Category: Fellows Posters
Artificial intelligence (AI) is an emerging field of technology that will play an increasingly meaningful role in health informatics, automation, and patient care. Being able to understand the strengths and limitations of this technology will be vital to our ability to utilize it safely and effectively in patient care. This project's purpose was to determine the capabilities of AI in understanding the context of pharmacy lexicon and its capability to understand pharmacy-specific linguistics (i.e. brand/generic, mechanism of action/indication) using unlabeled data from pharmacy text.
The Skip-gram model we developed was a two-layer neural network that creates a vector representation of words based on unlabeled text data. These vector representations have been previously shown to preserve semantic relationships between words when trained on domain-specific texts. Our Skip-gram model was trained on a corpus comprising of clinical pharmacy and medical texts pertaining to cardiology containing a total of 686,649 phrases and 20,792 unique word types. The critical parameters used in training as well as the details on how data was prepared will be uploaded in our open-source repository. Similarities between words were determined by single matrix-vector product, and analogical reasoning was performed with simple vector addition and subtraction.
The similarity algorithm was run on key terms: disease states (i.e. hypertension), measurements (i.e. INR), risk factors (i.e. alcohol use), and medications (i.e. simvastatin) to gather what the algorithm calculated to be similar terms.
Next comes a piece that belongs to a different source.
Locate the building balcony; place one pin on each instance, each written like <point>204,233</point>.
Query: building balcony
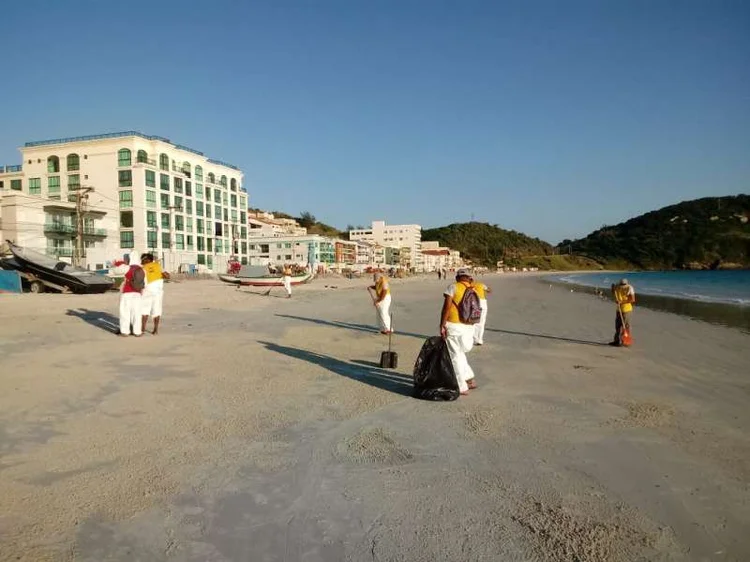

The analogy reasoning algorithm was run on 5 tests each of the following relationships: brand-generic, drug-mechanism, drug-monitoring, and drug-indication. The goal of the algorithm would be to compute the fourth when given the first three. For example, a brand-generic test would be Plavix, clopidogrel, Effient, prasugrel.
The model successfully completed training and successfully calculated similar phrases. For example, diabetes was closely linked to the terms diabetol, HbA1c, diabetes mellitus, fasting glucose, normoglycemia, glucose, insulin, anemia, glycemic, and comparisons.
Of the 20 terms tested, the model was able to compute the analogy reasoning on 19 terms. The term that the model failed to calculate was not mentioned in the original corpus, and so the model was not able to learn its context. The model achieved a logical analogy in 45% of the cases found in the analogy reasoning test set.
This model was useful in understanding the capabilities of simple artificial intelligence in pharmacy, being able to somewhat understand pharmacy-specific semantic relationships. The model performed surprisingly well with the small domain-specific dataset we used as input (compared with industry standards of 6-77B words). With a larger dataset and increased processing power, the accuracy of this model in computing analogy reasoning could be improved.